The Swiss tax system is characterised by strong decentralisation. Inheritance and gift duties fall within cantonal jurisdiction, giving rise to significant disparities:

  • Certain cantons, such as Schwyz or Obwald, do not tax successions in the direct line
  • Others apply progressive rates that may reach 10% to 15% for transmissions between parents and children
  • Most cantons provide for higher rates for transmissions between persons not related by blood

Taxation of Real Estate Capital Gains

Upon gratuitous transmission (succession or donation), real estate capital gains tax is generally deferred. However, the new owner takes over the fiscal position of their predecessor regarding the holding period and acquisition price, determining parameters for future taxation in the event of resale.

This specificity requires in-depth reflection, particularly when the property has significantly increased in value.
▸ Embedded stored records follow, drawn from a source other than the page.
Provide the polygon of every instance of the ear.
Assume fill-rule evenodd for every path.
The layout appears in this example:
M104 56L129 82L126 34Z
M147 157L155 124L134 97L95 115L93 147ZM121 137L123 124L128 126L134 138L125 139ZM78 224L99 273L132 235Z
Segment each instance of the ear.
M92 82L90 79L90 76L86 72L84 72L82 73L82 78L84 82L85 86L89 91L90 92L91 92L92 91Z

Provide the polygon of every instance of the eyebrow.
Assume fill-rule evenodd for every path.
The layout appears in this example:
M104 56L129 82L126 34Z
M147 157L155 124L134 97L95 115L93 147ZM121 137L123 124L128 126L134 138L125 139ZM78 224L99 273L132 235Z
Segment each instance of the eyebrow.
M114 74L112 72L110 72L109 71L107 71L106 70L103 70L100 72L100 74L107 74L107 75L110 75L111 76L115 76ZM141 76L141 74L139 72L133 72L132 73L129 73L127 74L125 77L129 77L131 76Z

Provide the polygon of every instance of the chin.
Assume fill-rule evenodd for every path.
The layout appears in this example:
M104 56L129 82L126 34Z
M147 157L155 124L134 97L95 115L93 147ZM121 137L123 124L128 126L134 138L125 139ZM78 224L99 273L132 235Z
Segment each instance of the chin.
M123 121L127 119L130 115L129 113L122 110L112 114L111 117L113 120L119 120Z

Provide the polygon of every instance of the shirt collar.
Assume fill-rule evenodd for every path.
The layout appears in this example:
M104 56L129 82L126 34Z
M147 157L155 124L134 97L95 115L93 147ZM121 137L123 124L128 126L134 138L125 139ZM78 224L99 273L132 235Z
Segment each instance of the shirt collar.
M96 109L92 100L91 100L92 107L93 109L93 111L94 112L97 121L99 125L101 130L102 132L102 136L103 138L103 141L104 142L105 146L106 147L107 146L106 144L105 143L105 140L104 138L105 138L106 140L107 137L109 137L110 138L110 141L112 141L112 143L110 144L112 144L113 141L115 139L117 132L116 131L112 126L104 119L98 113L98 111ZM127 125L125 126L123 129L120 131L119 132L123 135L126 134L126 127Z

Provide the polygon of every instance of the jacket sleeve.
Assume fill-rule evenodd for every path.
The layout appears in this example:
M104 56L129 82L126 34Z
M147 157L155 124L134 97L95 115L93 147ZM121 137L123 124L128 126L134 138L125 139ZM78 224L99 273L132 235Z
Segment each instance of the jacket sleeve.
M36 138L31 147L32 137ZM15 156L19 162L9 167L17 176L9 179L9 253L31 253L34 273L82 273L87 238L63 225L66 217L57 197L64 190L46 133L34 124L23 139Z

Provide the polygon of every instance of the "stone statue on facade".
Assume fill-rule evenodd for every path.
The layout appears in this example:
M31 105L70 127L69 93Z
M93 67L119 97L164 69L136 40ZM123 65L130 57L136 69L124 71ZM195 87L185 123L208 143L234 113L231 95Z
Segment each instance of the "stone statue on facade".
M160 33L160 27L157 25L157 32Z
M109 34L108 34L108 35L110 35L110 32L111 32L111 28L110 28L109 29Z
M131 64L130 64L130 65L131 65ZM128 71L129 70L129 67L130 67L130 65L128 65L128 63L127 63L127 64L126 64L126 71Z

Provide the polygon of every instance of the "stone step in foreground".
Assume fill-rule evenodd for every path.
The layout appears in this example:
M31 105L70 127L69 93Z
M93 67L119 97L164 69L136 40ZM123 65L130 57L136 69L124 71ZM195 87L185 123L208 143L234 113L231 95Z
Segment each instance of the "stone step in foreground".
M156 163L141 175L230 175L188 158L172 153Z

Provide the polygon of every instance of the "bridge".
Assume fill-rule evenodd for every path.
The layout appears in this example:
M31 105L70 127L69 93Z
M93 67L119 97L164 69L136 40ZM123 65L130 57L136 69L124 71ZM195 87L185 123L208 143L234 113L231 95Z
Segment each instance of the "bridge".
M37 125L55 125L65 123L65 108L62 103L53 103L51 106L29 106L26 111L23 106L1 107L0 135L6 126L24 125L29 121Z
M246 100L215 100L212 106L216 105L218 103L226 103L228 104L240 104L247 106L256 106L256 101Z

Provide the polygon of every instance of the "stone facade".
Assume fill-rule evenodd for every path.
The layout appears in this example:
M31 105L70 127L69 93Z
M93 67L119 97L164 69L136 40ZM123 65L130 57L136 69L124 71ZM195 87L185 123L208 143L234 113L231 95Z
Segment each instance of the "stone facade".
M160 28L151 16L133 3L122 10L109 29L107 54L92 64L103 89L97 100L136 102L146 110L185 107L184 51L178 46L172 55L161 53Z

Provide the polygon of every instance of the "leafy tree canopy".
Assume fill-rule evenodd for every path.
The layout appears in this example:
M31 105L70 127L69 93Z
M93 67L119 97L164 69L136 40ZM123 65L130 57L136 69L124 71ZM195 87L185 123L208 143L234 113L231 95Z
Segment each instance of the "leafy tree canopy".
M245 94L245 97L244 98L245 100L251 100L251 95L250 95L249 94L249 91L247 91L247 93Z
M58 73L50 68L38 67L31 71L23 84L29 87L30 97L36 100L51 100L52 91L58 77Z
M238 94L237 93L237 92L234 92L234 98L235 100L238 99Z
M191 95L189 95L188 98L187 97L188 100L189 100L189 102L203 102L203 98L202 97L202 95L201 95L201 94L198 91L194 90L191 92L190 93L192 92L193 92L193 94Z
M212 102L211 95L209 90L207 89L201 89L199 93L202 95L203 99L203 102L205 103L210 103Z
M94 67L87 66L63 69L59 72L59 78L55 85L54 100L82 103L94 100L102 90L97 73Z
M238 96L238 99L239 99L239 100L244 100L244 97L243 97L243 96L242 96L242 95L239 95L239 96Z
In certain contexts, it may be advisable to consider a sale followed by a donation of the proceeds rather than a direct transmission of the real estate.

Instruments for Real Estate Patrimony Transmission

InstrumentTimingAdvantagesConstraints
Statutory successionUpon deathAutomatic, reserve protectionInflexible, potential conflicts
WillUpon deathPlanning, specific legaciesForced heirship limitations
Succession pactDuring lifetime / effect upon deathCertainty, family consultationNotarial deed mandatory
Inter vivos donationDuring lifetimeAnticipated transmission, tax reductionHotchpot/reduction if reserve affected
Usufruct with bare ownershipDuring lifetimeRetention of use, anticipated transmissionLand register registration, tax complexity

Frequently Asked Questions about Real Estate Transmission

Can real estate be transmitted to one child alone, disinheriting the others?

No. Swiss law protects reserved heirs (descendants, spouse). Since the succession law reform in force from 2023, the reserve of descendants is half of their statutory succession share. They may only be deprived of the disposable portion. Attribution to one child alone may be compensated by a balancing payment (soulte).

What are the tax consequences of a real estate donation during one's lifetime?

A real estate donation is subject to gift tax (cantonal), transfer duties and notarial fees. In certain cantons, donations in the direct line are exempt from gift tax. However, if the donor dies within 5 years, certain cantons reintegrate the donation into the taxable estate.

How can the surviving spouse be protected regarding the family home?

Several tools are available: a will granting the usufruct of the home to the surviving spouse, a succession pact attributing ownership of the home with balancing payments to other heirs, or a reservation of usufruct upon an inter vivos donation. The statutory right to usufruct over the family home (art. 612a SCC) also applies in the absence of special provisions.